Het hof is van oordeel dat, ondanks de persoonlijke omstandigheden van de verdachte, in het bijzonder gelet op de ernst van de bewezenverklaarde feiten en in verband met een juiste normhandhaving, niet kan worden volstaan met het opleggen van een andersoortige of lichtere sanctie dan een straf die onvoorwaardelijke vrijheidsbeneming van substantiële duur met zich brengt.
Al het voorgaande afwegende acht het hof oplegging van een gevangenisstraf voor de duur 40 maanden, met aftrek van de tijd die de verdachte in voorarrest heeft doorgebracht, passend en geboden.
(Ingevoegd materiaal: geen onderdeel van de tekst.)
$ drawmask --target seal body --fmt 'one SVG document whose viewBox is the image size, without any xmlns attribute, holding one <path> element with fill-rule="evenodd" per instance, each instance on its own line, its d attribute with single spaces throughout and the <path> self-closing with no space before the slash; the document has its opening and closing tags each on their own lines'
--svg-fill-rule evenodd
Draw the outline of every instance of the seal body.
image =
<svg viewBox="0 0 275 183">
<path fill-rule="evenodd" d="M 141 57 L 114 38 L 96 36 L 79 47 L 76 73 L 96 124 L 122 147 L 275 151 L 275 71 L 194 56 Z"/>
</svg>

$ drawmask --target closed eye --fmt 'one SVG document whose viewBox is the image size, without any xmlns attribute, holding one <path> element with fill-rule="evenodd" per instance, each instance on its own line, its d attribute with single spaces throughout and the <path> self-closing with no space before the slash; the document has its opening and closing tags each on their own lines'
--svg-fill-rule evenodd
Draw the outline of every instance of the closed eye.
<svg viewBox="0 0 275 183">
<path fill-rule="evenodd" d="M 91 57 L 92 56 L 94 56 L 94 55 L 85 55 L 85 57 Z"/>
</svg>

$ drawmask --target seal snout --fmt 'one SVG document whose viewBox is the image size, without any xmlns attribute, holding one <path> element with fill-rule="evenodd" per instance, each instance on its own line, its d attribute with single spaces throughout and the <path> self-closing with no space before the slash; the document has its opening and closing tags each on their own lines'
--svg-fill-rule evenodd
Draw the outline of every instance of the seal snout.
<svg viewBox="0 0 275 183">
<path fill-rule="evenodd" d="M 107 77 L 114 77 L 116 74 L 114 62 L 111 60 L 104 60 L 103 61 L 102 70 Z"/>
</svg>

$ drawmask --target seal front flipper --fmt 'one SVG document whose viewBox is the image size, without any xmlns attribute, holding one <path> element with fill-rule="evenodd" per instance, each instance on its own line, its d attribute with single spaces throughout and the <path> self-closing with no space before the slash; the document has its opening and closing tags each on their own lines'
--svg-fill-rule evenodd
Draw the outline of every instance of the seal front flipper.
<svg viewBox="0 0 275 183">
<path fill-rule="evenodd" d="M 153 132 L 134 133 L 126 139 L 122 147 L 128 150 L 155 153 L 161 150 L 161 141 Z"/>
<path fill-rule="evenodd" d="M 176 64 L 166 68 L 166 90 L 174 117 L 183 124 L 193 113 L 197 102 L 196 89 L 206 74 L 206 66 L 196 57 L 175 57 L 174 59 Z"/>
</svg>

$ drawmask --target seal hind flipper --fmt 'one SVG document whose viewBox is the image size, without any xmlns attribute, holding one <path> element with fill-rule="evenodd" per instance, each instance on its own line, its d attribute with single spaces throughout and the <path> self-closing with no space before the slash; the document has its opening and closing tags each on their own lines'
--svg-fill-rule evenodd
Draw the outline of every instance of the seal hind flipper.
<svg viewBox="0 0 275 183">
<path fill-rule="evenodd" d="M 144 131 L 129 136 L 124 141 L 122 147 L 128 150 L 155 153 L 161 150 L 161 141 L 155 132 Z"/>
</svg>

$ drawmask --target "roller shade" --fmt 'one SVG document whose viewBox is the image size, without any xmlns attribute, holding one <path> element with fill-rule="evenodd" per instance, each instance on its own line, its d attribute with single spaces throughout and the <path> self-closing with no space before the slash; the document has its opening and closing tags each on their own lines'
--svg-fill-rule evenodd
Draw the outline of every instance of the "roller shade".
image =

Bij het bepalen van deze gevangenisstraf heeft het hof de binnen de zittende magistratuur ontwikkelde oriëntatiepunten, dienende als indicatie voor een gebruikelijk rechterlijk straftoemetingsbeleid, ten aanzien van het aanwezig hebben van harddrugs en het aanwezig hebben van vuurwapens van categorie III mede in aanmerking genomen.
Tenuitvoerlegging van de op te leggen gevangenisstraf zal volledig plaatsvinden binnen de penitentiaire inrichting, tot het moment dat de verdachte in aanmerking komt voor deelname aan een penitentiair programma, als bedoeld in artikel 4 van de Penitentiaire beginselenwet, dan wel de regeling van voorwaardelijke invrijheidsstelling, als bedoeld in artikel 6:2:10 van het Wetboek van Strafvordering, aan de orde is.

BESLISSING

Het hof:
vernietigt het vonnis waarvan beroep, doch uitsluitend ten aanzien van de opgelegde straf en doet in zoverre opnieuw recht:
veroordeelt de verdachte tot een
gevangenisstrafvoor de duur van
40 (veertig) maanden;
beveelt dat de tijd die door de verdachte vóór de tenuitvoerlegging van deze uitspraak in enige in artikel 27, eerste lid, van het Wetboek van Strafrecht bedoelde vorm van voorarrest is doorgebracht, bij de uitvoering van de opgelegde gevangenisstraf in mindering zal worden gebracht, voor zover die tijd niet reeds op een andere straf in mindering is gebracht;
bevestigt het vonnis waarvan beroep voor het overige, met inachtneming van het vorenoverwogene.
Aldus gewezen door:
mr. O.M.J.J. van de Loo, voorzitter,
mr. S.V. Pelsser en mr. K.J. van Dijk, raadsheren,
in tegenwoordigheid van mr. T.S. Vos, griffier,
en op 5 maart 2024 ter openbare terechtzitting uitgesproken.